Sounds to me like this.
http://www.mirrolure.com/lumo/index.html


----------



## Hendu3270 (Oct 2, 2006)

plhsurfer said:


> Sounds to me like this.
> http://www.mirrolure.com/lumo/index.html


I just looked at their site as well and that's the only one I can see that sounds like what he's talking about. We went out in the surf yesterday morning and the conditions were very similar to what notthatdeep said but all I could catch were a few undersize specks on a Gulp under a popping cork. They just didn't want anything we threw at them. Looks like tomorrow we'll be back out there do it again.


----------



## Hendu3270 (Oct 2, 2006)

Here it is.

http://www.mirrolure.com/lumo/19mr.html


----------



## jenkins1200 (Jun 19, 2007)

surfsideperson]BY THE WAY , JUST GOT A REPORT FROM RF1970 , THAT TROUT ON BITING , RIGHT NOW, AT THE PIER, AT SURFSIDE. IT WAS WALL TO WALL PEOPLE AT NOON. BUT , WHO CARES ACCORDING TO HIM THEY ALL WERE CATCHING TROUT, KEEPERS. I THINK HE HAD 5 OR 6 ON HIS STRINGER ALREADY.

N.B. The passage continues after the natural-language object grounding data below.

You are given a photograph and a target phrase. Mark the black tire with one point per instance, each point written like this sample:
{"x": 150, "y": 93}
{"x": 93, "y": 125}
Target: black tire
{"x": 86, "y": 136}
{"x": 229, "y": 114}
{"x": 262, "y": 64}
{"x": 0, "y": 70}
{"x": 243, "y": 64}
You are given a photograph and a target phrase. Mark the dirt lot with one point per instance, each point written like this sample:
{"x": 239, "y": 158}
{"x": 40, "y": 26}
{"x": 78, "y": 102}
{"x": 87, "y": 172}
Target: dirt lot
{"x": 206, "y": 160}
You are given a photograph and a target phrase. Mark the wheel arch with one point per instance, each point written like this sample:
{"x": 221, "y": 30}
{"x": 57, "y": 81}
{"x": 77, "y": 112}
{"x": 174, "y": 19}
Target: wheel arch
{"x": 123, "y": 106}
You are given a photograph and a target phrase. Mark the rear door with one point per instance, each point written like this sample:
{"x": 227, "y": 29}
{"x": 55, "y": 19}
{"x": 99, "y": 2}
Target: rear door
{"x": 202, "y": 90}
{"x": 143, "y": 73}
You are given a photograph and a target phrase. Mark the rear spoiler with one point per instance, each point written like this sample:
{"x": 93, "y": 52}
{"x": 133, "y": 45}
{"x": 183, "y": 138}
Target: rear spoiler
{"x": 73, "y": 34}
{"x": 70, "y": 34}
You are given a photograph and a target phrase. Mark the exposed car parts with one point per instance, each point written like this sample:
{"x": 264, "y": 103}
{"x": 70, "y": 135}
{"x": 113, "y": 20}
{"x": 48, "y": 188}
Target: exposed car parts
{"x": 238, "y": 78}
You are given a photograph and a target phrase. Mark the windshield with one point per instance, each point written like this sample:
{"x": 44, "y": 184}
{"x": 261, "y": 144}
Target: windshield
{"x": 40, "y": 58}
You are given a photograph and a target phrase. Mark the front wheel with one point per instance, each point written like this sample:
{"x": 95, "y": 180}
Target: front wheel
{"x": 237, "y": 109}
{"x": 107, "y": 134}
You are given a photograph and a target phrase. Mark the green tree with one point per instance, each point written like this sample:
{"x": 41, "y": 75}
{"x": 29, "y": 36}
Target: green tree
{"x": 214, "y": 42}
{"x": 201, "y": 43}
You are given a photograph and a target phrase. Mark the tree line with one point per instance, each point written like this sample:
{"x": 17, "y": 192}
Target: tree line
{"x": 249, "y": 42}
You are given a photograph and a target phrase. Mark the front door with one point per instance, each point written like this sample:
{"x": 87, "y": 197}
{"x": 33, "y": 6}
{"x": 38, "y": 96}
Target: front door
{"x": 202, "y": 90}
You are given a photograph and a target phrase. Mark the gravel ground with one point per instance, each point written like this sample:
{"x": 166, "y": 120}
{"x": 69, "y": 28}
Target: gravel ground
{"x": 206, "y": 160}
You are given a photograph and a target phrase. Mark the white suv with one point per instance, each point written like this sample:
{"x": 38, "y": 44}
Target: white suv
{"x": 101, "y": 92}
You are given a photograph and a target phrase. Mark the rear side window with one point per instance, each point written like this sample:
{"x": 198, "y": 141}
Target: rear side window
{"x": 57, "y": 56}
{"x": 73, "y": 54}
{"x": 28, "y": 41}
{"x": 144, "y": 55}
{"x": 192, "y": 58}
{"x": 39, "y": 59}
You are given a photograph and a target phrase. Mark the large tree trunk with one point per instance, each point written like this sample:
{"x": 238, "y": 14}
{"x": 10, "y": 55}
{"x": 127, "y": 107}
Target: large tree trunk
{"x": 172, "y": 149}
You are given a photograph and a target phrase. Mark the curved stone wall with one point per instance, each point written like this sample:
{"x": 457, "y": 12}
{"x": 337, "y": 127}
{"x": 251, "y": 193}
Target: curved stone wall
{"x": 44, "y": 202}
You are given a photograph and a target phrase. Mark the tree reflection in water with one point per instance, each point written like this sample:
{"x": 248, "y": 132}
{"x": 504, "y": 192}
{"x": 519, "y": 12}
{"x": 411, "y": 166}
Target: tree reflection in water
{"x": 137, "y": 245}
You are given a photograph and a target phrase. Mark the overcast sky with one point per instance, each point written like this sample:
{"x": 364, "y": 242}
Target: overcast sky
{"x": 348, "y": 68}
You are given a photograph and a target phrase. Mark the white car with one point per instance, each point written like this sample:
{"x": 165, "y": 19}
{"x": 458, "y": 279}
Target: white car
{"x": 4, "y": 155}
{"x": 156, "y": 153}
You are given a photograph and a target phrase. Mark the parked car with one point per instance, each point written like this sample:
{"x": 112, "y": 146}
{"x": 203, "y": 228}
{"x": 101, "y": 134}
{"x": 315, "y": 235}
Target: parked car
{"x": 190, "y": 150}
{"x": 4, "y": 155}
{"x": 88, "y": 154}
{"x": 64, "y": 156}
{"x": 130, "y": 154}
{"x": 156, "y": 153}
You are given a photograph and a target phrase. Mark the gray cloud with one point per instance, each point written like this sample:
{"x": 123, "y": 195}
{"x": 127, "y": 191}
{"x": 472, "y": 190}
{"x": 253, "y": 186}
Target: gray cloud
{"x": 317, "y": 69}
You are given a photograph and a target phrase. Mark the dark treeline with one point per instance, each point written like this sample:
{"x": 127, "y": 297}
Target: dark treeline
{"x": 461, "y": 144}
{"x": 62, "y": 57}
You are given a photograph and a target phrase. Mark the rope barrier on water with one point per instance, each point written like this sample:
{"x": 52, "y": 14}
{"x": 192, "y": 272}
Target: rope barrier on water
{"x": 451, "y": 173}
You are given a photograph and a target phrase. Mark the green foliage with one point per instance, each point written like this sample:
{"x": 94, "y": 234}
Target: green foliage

Where is the pier located at Surfside? The one I was thinking of on the beach was destroyed. Did they replace it?

Thanks for the help.


----------



## Hendu3270 (Oct 2, 2006)

jenkins1200 said:


> surfsideperson]BY THE WAY , JUST GOT A REPORT FROM RF1970 , THAT TROUT ON BITING , RIGHT NOW, AT THE PIER, AT SURFSIDE. IT WAS WALL TO WALL PEOPLE AT NOON. BUT , WHO CARES ACCORDING TO HIM THEY ALL WERE CATCHING TROUT, KEEPERS. I THINK HE HAD 5 OR 6 ON HIS STRINGER ALREADY.
> 
> Where is the pier located at Surfside? The one I was thinking of on the beach was destroyed. Did they replace it?
> 
> Thanks for the help.


Either talking about the San Luis Pass pier or fishing the surf at the old Surfside pier location I would imagine. The pilings are still running out into the surf creating structure if I'm not mistakin. I usually blow right by that spot on Bluewater Highway to get closer to the pass.


----------



## surfsideperson (Aug 22, 2005)

yes the old sams pier.....heavily fished....


----------



## word-doctor (Sep 20, 2005)

We just got back from fishing the rock groins on the Galveston seawall. Seemed like a lot of schoolie trout feeding on top, but they wouldn't take a small plug or silver spoon. Nothing doing with the long rod on bottome--that's some pretty ugly water. Glad it's turning on in spots and thanks to notthatdeep for the lure tip.


----------



## notthatdeep (Feb 5, 2005)

Hendu, you got it....19mr. Got mine at Academy. It turns em on. Its a little hard to work because its so light, but I went to the bar and casted back to the first gut with wind sorta at my back so only got couple thousand backlashes.


----------



## Mudwhistle (Apr 29, 2008)

Try a Catch 2000, does about the same thing, just a little bigger. If you want it to sink a little more than a foot, go w/the 51, an old classic.


----------



## notthatdeep (Feb 5, 2005)

I tried tops, 51s, 2000s...nothing. The mirrominnow was like ice cream for them. Probably the flash.

ntd


----------



## J3kings (May 30, 2006)

Great detailed report and information SSP as always! Always in that area and hope to slay the trout with you in the future!!! Keep'em coming and tightlines. Thanks again JT


----------